I'm working on my end of this, but it is scary being vulnerable with hubby because it can upset him and lead to him getting defensive or argumentative. Or, he gets sarcastic and teasing. Or, he shuts off. Any way you look at it they are signs that he is uncomfortable with deeper stuff.

I'm a glorious train yard of thought both logical and abstract. My brain never shuts up. Even when I sleep I dream vivid, realistic dreams all night long, sometimes multi-layered. I have many dreams and ideas, thoughts, concerns, and like to look at things from many angles.

Perhaps hubby just can't go there. Perhaps it is a personality difference that can't be helped. Unfortunately, the only people I have found to have qualifying intellectual conversation with are men. The three I have conversed with are all married and we established boundaries before conversation. And while I feel intellectually stimulated talking with them, that's the only stimulation I feel. None of them have been anything but respectful. Never even a hint of flirting and I wouldn't want it anyway. But, I feel like I am somehow cheating hubby if I take my intellectual conversation elsewhere.

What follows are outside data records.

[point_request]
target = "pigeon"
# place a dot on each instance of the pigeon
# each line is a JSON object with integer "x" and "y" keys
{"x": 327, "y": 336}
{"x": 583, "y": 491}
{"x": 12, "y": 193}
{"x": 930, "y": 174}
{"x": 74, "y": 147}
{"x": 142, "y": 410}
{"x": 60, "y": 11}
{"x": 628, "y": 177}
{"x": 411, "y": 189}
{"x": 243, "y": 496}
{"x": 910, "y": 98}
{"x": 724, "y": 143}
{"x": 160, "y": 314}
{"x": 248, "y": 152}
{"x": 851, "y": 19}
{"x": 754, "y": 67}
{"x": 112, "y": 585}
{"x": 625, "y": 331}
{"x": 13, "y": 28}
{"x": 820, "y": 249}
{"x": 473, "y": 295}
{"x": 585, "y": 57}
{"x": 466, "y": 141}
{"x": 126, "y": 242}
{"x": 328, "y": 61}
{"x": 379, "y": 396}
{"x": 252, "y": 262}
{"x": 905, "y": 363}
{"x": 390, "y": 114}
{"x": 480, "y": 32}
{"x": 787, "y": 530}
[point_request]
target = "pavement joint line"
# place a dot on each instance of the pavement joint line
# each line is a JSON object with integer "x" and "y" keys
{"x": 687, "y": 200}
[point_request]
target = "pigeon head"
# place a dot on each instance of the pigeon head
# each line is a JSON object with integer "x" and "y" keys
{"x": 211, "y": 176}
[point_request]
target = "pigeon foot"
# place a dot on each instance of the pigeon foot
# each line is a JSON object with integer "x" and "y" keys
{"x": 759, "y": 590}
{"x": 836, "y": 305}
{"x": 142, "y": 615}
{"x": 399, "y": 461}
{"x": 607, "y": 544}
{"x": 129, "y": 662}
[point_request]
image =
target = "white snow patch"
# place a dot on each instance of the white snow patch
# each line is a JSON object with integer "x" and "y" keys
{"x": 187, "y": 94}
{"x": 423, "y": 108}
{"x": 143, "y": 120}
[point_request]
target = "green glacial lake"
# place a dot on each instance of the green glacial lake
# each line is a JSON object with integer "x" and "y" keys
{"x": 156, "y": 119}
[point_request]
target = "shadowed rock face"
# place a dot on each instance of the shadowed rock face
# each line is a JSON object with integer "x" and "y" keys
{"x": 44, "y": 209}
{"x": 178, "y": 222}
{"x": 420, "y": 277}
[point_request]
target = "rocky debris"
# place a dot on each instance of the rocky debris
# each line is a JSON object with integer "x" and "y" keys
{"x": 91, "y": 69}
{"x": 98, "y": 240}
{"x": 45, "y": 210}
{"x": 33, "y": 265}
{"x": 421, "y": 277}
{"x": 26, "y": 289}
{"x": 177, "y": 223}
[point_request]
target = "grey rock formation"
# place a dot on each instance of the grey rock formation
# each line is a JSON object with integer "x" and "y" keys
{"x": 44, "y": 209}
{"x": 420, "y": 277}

But, I am in a marriage where not only are my deep thoughts not known because of his limits, but my sex life isn't good because of his limits. I can't go find someone else to take care of my sexual needs (nor do I want to), but am I supposed to live isolated and petrified without intellectual conversation, either?

I'd love to find a woman to discuss things with, but I have yet to find one and I find the dynamic with men more intriguing. It can be fun battling "mansplaining."

BudekSchmeisser
BudekSchmeisser

@libl My wife tells me that women tend to be quite competitive, even in sharing feelings, and she never feels truly 'safe' with most of the women she knows. Do you think this might be a part of the reason why it's easier for you to talk with men?


She feels safe with me because I'll listen without trying to turn the conversation to myself. 


Roomtogrow
Roomtogrow

Just curious about the topics you like discussing with men and what makes it a 'qualifying intellectual conversation.'

Bobthemusicguy
Bobthemusicguy

This has been my experience. In fact, that was the key to renewing our marriage and ending the sexual refusal. The emotional openness with her feels great, and it has made me more open to real honesty with other men in my church.